Where races aired live across Channel 4 and Sky, an audience of 2.73 million viewers watched, another small increase of 10,000 viewers on the first half of 2017. Channel 4’s increases and Sky’s decreases in this regard have cancelled each other out, resulting in negligible year-on-year change.
The numbers are more positive when looking at races that aired in highlights form on Channel 4. A combined audience of 2.27 million viewers watched on these occasions, an increase of 3.4 percent compared with 2017’s figure of 2.19 million viewers. Considering Canada and France brought in low audiences, this is an excellent figure suggesting Channel 4’s highlights are punching above their weight – a strong case you might argue for Channel 4 airing highlights in 2019. Three of the top five races this year aired live on free-to-air television:
01 – 3.06 million viewers – British Grand Prix (live)
02 – 2.99 million viewers – Spanish Grand Prix (highlights)
03 – 2.95 million viewers – German Grand Prix (highlights)
04 – 2.89 million viewers – Bahrain Grand Prix (live)
05 – 2.87 million viewers – Azerbaijan Grand Prix (live)
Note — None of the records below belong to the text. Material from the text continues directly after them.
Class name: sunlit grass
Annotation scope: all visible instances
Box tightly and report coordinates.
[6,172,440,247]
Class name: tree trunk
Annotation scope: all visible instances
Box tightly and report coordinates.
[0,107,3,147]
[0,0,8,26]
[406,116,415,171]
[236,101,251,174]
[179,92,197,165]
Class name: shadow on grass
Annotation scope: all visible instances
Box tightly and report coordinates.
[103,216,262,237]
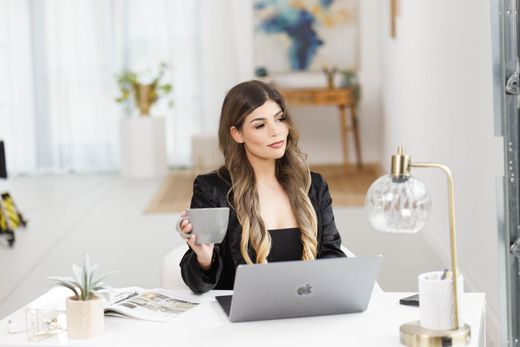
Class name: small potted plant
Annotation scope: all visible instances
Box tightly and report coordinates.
[116,63,173,117]
[49,254,108,339]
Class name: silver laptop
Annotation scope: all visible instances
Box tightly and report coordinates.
[216,255,383,322]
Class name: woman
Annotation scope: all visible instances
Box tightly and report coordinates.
[178,81,345,293]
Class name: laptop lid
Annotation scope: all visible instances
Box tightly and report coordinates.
[217,256,382,322]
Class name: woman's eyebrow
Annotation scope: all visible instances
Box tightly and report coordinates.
[249,110,283,124]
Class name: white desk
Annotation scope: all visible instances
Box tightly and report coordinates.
[0,289,485,347]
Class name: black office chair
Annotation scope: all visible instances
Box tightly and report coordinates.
[0,141,27,247]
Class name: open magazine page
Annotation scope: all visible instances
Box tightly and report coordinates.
[105,287,197,322]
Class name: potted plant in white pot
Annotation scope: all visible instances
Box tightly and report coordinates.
[49,254,108,339]
[116,63,173,178]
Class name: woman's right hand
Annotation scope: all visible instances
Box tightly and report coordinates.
[177,210,214,271]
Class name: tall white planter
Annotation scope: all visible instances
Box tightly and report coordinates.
[120,117,168,178]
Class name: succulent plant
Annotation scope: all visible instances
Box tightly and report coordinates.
[48,254,108,301]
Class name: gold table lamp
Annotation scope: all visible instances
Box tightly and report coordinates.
[365,147,471,347]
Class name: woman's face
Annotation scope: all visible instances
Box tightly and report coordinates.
[231,100,289,160]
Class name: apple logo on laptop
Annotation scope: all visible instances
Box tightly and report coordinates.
[296,283,312,296]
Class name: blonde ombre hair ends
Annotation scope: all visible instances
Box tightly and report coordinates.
[218,81,318,264]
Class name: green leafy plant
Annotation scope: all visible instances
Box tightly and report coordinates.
[340,70,361,104]
[48,254,108,301]
[115,63,173,116]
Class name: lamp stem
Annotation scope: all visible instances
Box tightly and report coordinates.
[410,163,459,329]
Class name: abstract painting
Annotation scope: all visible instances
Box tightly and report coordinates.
[254,0,359,73]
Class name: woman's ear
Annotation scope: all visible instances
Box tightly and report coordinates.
[229,126,244,143]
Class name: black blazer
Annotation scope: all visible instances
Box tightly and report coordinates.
[180,170,345,293]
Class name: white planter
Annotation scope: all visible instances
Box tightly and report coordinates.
[67,297,105,339]
[120,117,168,178]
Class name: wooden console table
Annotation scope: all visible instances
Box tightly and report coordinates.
[280,88,363,168]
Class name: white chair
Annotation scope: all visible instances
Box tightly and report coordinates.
[161,243,383,293]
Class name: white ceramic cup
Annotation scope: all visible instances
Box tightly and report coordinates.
[418,271,464,330]
[186,207,229,244]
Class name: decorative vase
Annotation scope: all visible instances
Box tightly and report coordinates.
[67,296,105,339]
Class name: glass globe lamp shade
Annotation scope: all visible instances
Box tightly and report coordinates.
[365,175,431,233]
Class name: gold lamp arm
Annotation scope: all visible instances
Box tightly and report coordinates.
[408,161,459,329]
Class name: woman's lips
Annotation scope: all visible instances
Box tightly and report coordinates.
[269,140,285,148]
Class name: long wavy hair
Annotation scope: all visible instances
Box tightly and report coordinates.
[218,80,318,264]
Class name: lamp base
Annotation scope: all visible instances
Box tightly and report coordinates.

As referenced earlier in the article, the Hungarian Grand Prix has since usurped the British Grand Prix to the top of the tree for 2018, Hungary not part of the calculations in this post since it falls into the second half of the season.
What is notable is how the top five races all averaged above 2.85 million viewers. In the same table at the half-way stage last year, the fifth highest race averaged 2.55 million viewers! If anything, it demonstrates how three races this season (Canada, France, and Austria) have had a significant impact on the mid-year audience figures. Those three races averaged under two million viewers. We cannot ‘not’ count them, the races happened after all.
The sensational British, German, and Azerbaijani rounds all enter the top five, with Spain and Bahrain rounding out proceedings. The presence of the World Cup might have dented France and Austria significantly; however, it did not have a profound effect on the rounds that followed, with Formula 1 bouncing back immediately from its brief slump.
A combined peak audience of 3.65 million viewers have watched Formula 1 so far in 2018, an increase on last year’s figure of 3.54 million viewers. For races that aired in highlights form on free-to-air television, a combined peak of 3.23 million viewers watched, compared with 4.16 million viewers for live races. Both figures are up by around 150,000 viewers on the equivalent 2017 figures of 3.07 million viewers and 4.01 million viewers respectively.
Unpredictably is helping Formula 1 this year, with Ferrari, Mercedes, and Red Bull all capable of winning on a good day. An interesting question is whether Formula One Management’s decision to move races 70 minutes later than in previous years has helped UK viewing figures.
Given that races across the board, irrespective of whether the race has aired on free-to-air television in highlights form or aired live have increased year-on-year, looking at the figures, I feel that the time change has made very little difference to the overall numbers, if at all. Which is a good thing for Liberty Media.
It is also possible looking at the figures that Sky’s F1 audience is healthier compared to previous years when factoring in Sky Go and Now TV. They all could make up the difference, but we simply do not know as Sky do not release these figures publicly.
This site has reached out to the BBC, Channel 4, and Sky Sports for comment.